Изменить размер шрифта - +
Надеюсь, до того, как мы приплывем в Ямайку, ты как-нибудь закончишь?

Джорджине было трудно отвечать, поэтому она подняла бритву и молча начала работу. Ее сердце гулко билось: могла ли она не схватиться за его ногу? Нет, не могла, пришлось.

Но когда она повернула его лицо, чтобы закончить с другой половиной, она увидела капельки крови. Не отдавая себе отчета, она нежно вытерла их своими пальцами.

– Я не нарочно.

Она сказала это очень мягко. Он же ответил еще мягче:

– Я знаю.

«О, Господи, опять накатывает тошнота», – подумала она.

 

 

– Плохо чувствуешь себя, Джорджи-парень?

– Можешь называть меня просто Джорджи, Мак.

– Не буду. – Он оглядел попдек, убедившись, что они одни. – Я поймал себя на том, что едва не назвал тебя барышней, чего не следовало бы делать.

– Делай что хочешь. – Джорджина подошла к корзине между ними, чтобы достать оттуда еще одну веревку для каната, в который она уже вплела три другие. Она предложила свою помощь Маку, чтобы как-то убить время, но работала без интереса: плела с ошибками и не обращала на них внимание.

Мак, глядя на нее, покачал головой.

– О, да ты заболела. Ты, такая спокойная, со всеми согласная.

Это задело ее.

– Я всегда спокойная.

– Ну нет. С того момента, как ты решила плыть в Англию, ты вовсе не показала себя таковой. У тебя как будто заноза в заду, так ты загорелась этой идеей.

Теперь он привлек к себе все ее внимание.

– Ладно, – сказала она, – можешь не плыть вместе со мной. Я прекрасно могу добраться до Америки и без тебя.

– Ты отлично знаешь, что я никогда и никуда не отпущу тебя одну! Поэтому у меня нет выбора. Но я думаю, а не лучше ли запереть тебя?

– Может быть, и лучше.

Он услышал ее вздох и виновато шмыгнул носом.

– Вот опять ты спокойно соглашаешься со мной. И вообще, ты была какая-то странная всю неделю. Что, этот говнюк заставляет много работать на него?

Много работать? Она не могла бы этого сказать: половину из того, что поручал ей капитан и что она обязана была делать, она не делала.

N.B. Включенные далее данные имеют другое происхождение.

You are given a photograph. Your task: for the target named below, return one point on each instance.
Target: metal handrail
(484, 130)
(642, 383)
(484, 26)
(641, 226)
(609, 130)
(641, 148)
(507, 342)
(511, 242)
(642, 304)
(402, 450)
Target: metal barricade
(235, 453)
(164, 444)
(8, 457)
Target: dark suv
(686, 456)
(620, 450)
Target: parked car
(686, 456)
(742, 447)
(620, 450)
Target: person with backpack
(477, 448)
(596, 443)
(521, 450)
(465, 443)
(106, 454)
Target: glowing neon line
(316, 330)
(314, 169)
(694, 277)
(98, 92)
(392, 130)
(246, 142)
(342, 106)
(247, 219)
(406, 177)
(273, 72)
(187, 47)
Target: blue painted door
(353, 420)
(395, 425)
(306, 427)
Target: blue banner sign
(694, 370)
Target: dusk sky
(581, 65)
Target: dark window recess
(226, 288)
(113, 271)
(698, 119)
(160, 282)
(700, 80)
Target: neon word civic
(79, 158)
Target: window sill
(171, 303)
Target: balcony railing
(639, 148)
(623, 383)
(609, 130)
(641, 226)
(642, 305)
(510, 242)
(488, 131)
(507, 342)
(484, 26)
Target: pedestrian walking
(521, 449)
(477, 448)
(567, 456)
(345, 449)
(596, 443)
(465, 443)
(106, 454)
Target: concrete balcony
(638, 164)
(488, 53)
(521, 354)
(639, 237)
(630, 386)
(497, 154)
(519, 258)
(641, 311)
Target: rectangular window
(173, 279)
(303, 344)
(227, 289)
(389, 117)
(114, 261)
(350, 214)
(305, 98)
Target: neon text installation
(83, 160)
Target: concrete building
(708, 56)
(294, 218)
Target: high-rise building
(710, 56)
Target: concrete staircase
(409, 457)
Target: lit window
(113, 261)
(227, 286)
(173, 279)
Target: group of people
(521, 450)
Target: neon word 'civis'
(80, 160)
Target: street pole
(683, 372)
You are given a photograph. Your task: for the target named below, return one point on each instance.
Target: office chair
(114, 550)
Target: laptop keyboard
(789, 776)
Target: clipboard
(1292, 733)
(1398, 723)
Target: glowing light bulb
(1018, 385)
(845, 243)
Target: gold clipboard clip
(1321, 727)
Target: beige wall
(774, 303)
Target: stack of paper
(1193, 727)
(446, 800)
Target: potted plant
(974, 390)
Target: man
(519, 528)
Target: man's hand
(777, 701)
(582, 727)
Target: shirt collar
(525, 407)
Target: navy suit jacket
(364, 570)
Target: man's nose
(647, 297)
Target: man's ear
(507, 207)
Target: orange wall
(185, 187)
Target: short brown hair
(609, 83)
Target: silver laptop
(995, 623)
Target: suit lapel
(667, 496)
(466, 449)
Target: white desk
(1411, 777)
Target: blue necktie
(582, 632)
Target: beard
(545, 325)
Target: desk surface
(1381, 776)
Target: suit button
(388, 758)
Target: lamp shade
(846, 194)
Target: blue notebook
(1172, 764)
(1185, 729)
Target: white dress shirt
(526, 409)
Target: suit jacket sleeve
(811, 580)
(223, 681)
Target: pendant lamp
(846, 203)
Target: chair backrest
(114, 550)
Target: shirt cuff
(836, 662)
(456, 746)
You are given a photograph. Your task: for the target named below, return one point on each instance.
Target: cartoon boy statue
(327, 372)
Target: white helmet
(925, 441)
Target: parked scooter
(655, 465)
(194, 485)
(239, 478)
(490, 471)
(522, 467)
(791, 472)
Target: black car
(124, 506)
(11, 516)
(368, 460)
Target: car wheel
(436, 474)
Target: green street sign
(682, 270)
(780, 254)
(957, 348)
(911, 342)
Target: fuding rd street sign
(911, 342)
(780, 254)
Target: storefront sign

Обычно он вставал и частично одевался сам, покуда не поднималась и она. Однажды она проснулась раньше и хотела разбудить его, но он повел себя так, будто она поступила неправильно. Она начала изучать его поведение – от его легкого подтрунивания до очень неприятных разговоров, которые воспринимались ею как наказание. В особую пытку превратилась для нее обязанность одевать его каждый день. Его комментарии, его манеры – все выглядело именно как пытка. И она проникалась уверенностью, что вот-вот заболеет на всю оставшуюся часть поездки.

Она надеялась, более неприятных вещей ей пережить не придется. Уже одна обязанность находиться рядом с ним была неприятна сама по себе, но одевать его, когда он к тому же в гневе… Правда, до этого не доходило. И никогда он не просил раздеть его перед купанием в ванне по вечерам.

Даже повседневные обязанности он не всегда заставлял ее выполнять. Он все еще требовал, чтобы она терла ему спину в ванне. Но два последних вечера он просил ее не беспокоиться с ванной и даже предложил ей помыться самой. Она, конечно, отказалась – не рискнула раздеться догола, несмотря на то, что он с уважением относился к знаку «не входить», когда она вывешивала его за дверью.

Бритье. Первое время она не понимала, отчего ей становится плохо. Она чувствовала себя так, словно что-то рвалось внутри ее живота. Если она брила его слишком долго, становилось совсем тяжело. Поэтому она старалась закончить бритье подбородка несколькими взмахами, подать ему полотенце и выбежать из каюты до того, как он попытается остановить ее, – выбежать с криком о том, что она вернется с завтраком.